Każdy, kto przyszedł do kina mógł nie tylko je zwiedzić i przypomnieć sobie dawne czasy. Mógł także wpisać się do specjalnie przygotowanej księgi albo nagrać swoje wspomnienia, które potem zostaną zamienione w dokumentalny film. Każdy mógł też powiedzieć, co w przyszłości widziałby w Pomorzaninie.
- Ja tu widzę kino oczywiście - mówi pani Teresa, bydgoszczanka z urodzenia. - I to takie prawdziwe, jak kiedyś - bez popkornu i czipsów.
- Kino tak, ale może też jakieś muzeum albo galeria - uważa z kolei pan Marek, który do Pomorzanina przyszedł w sobotę z całą rodziną. - Coś związanego ze starą kinematografią w Bydgoszczy. Na pewno starsi mieszkańcy miasta mają w domach jakieś pamiątki nie tylko z Pomorzanina.
Adam Gudell, prezes spółki Moderator Inwestycje zapewnia, że miejsce będzie spełniało funkcję kinową, bo widać, że większość bydgoszczan takie właśnie ma marzenie. Ale nie tylko. Jak on to widzi?- To ma być przestrzeń wielofunkcyjna - mówił nam. - Nie chcemy z tego robić niszowego kina dla kilkunastu, kilkudziesięciu odbiorców. Oczywiście ambitne propozycje także się tu pojawią, ale trzeba patrzeć szerzej.

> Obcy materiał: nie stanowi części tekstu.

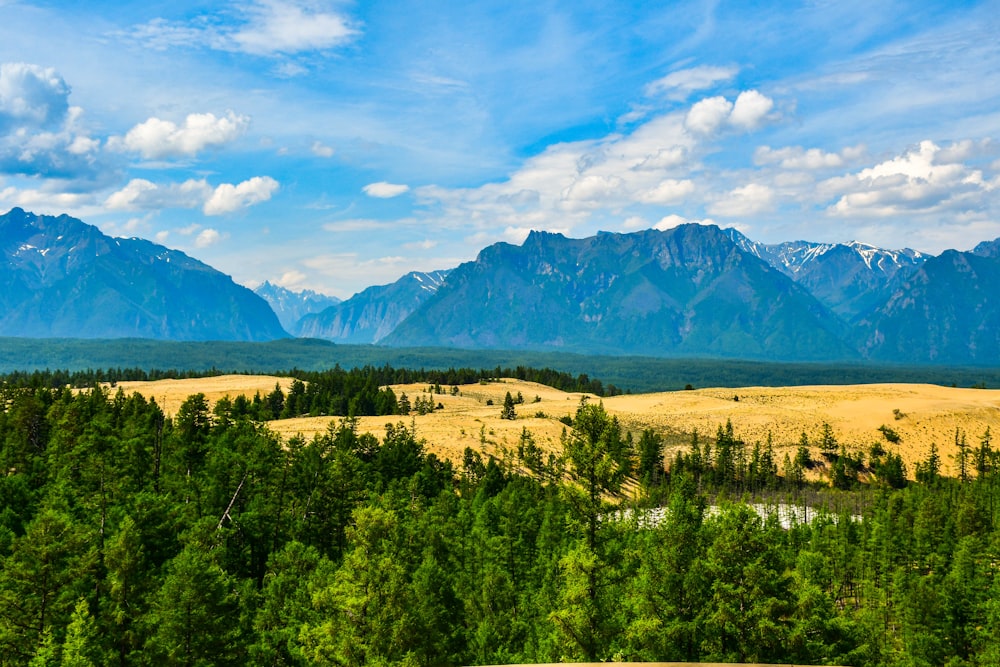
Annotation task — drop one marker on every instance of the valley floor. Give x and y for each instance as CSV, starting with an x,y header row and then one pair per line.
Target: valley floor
x,y
919,414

Co to znaczy? - Myślimy o pewnego rodzaju sali widowiskowo-koncertowej, w której mogłyby się odbywać koncerty, występy kabaretów, teatrów. A do tego oczywiście ekran i seanse filmowe - tłumaczy.
Powiedzieć, że Pomorzanin nie jest w zbyt dobrym stanie, to za mało. Tam trzeba będzie się zająć wszystkim - od fundamentów aż po dach. Remont będzie więc zapewne długotrwały i kosztowny.
- Pracy zapowiada się mnóstwo, to na pewno - potwierdza Gudell. - Wkrótce chcemy powołać do życia fundację „Kino Pomorzanin”. Firma Moderator Inwestycje będzie jej pierwszym darczyńcą - przekaże w darowiźnie ten gmach. A sama fundacja potem będzie próbowała pozyskiwać środki zewnętrzne. Dlaczego? Bo tu nie chodzi o zarabianie pieniędzy, to nie będzie miejsce nastawione na działalność komercyjną. Ten budynek ma tętnić życiem i stać się wyjątkowym, nowym ale pełnym tradycji kulturalnym miejscem na mapie Bydgoszczy - kończy.